Settling in Knoxville, Ramson first found work at McDonald’s, then Walmart, then CVS. Through it all, he kept cooking, and his food became so popular that he was able to make it his full-time job.
But that wasn’t enough. Amina says Ramson was still driven by the desire to make people’s lives better. “He always knew that he wanted to have a nonprofit.”
The two began brainstorming. They began to notice the violence and poverty on the east side of the city. They noticed what schoolchildren were eating between the end of the school day and the start of sporting events. “They’re eating a lot of junk,” says Amina.
They went into action, giving away 50 pounds of grilled chicken at the Juneteenth Parade.

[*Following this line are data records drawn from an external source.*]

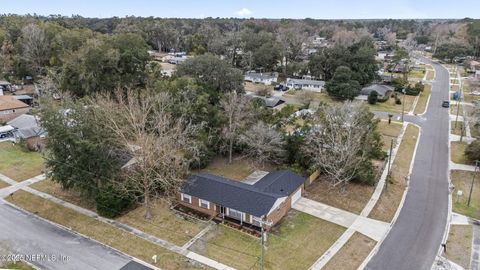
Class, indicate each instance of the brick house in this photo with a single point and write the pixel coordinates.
(269, 198)
(10, 108)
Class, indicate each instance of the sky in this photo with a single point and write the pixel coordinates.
(299, 9)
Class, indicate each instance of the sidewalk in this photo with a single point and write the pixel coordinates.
(163, 243)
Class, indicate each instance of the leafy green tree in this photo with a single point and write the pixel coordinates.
(342, 86)
(213, 72)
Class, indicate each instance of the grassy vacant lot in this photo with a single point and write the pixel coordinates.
(390, 106)
(17, 266)
(237, 170)
(352, 199)
(457, 130)
(352, 254)
(459, 245)
(296, 243)
(105, 233)
(165, 224)
(71, 196)
(462, 180)
(19, 164)
(388, 203)
(423, 99)
(389, 132)
(457, 150)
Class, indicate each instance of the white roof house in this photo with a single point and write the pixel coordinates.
(265, 78)
(312, 85)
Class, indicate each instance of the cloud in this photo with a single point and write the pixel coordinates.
(244, 12)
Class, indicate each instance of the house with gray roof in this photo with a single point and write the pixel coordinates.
(263, 78)
(305, 84)
(245, 203)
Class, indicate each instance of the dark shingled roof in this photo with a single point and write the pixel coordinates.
(255, 199)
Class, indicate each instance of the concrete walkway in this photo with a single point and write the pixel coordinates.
(163, 243)
(372, 228)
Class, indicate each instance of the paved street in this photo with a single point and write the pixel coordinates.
(22, 233)
(416, 236)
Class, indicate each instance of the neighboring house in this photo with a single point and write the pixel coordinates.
(269, 198)
(25, 99)
(27, 127)
(264, 78)
(305, 84)
(383, 91)
(10, 108)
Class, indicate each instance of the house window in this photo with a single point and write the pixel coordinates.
(186, 198)
(204, 204)
(235, 214)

Then they popped up at a soccer practice.
Amina says, “the kids were eating the jollof rice” – a Ghanaian dish cooked with tomato sauce. “They would drag their parents over, saying, ‘this is where the rice is.’ It was full of zucchini and mushrooms and onions. They ate it and ate it and ate it! We thought, ‘why don’t we pop up at the games and get them to eat fresh vegetables?’”
The Kandilige Community Foundation, founded last month and partially funded by Kandilige Spicy Food, is still in its infancy but is already a 501(c)3, and the Ayubas have big plans. They are partnering with Beardsley Farm for their produce and are seeking more partners and more funding.
“I believe partnerships are important,” says Amina. “We don’t want to duplicate any services, but the chef wants to feed children!” Their goal is to provide healthy meals to 200 children a day. In addition, they want to sponsor trips to Ghana, so that kids can be immersed in another culture.
“We just get out there and do what we know to do. He cooks, and we serve the community.”